According to the reputational reaction research, evaluators implement penalties on controversial governance practices (Wartick, 1992; Deephouse, 2000; Love et al., 2017). The attribution theory states that the evaluation process depends on the cause of observed behaviors (Kelley and Michela, 1980). Specifically, a firm’s action and public image and the industry character may attenuate or amplify the negative effect on the tenor of media coverage (Zavyalova et al., 2012). Thus, when a firm engages in controversial practices, the evaluator, such as media coverage, makes sense of this phenomenon by applying a different attribution process that considers various contexts.

Attribution.

With reference to the perception or inference of cause, the attribution theory focuses on interpretations by evaluators. These interpretations are essential in determining the reactions to managerial behavior. According to previous literature, evaluators conceptualize managers’ behavior by interpreting it as an indicator of the managers’ underlying character traits (Jones and Davis, 1965). If external reasons (e.g. situational factors) are assigned to the controversial practice, then an evaluator considers the situation appropriate. When the evaluator attributes the manager’s behavior to internal causes (e.g. self-serving), then negative traits are assigned to the manager (Bednar et al., 2015). The attributing consequence largely depends on the antecedents of causal attribution, i.e. the factors that prompt the subject to attribute a particular event to one cause other than another cause.

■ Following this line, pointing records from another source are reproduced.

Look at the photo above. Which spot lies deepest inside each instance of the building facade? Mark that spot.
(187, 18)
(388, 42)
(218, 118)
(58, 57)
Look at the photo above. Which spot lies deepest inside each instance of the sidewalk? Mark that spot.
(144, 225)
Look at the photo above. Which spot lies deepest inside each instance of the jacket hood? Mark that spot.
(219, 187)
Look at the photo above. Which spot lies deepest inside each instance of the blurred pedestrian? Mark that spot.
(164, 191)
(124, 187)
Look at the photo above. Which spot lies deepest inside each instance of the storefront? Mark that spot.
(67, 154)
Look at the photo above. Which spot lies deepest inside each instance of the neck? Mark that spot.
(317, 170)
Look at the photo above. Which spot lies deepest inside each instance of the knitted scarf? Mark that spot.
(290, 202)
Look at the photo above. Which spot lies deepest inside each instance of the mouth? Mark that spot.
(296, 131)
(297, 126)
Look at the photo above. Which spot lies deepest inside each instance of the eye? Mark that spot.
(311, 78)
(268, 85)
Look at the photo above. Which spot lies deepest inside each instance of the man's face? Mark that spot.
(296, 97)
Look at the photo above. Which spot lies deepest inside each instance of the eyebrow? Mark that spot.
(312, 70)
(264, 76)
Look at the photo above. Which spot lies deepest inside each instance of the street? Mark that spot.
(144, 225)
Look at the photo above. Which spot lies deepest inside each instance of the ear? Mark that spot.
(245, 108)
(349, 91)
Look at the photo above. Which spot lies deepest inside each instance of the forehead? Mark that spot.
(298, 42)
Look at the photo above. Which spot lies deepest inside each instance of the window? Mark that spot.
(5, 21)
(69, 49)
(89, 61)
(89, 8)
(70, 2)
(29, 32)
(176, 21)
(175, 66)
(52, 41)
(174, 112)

Existing research emphasizes the motivation of managers; however, information and belief also reflect the tendency to perform attributions based the correspondence between cause and effect (Kelley, 1973). Primacy and salient information are information processing rules that assume that the first and salient cause provides a sufficient explanation that then influences the subsequent attribution process. Expectations associated with an actor reflect the beliefs that explain events without analyzing information in a more complex way (Kelley and Michela, 1980). For controversial practices, causal attribution is affected not only by the manager’s incentive but also by the main character of the manager, which the evaluator first perceives, and the general expectation of managers.

Cognition.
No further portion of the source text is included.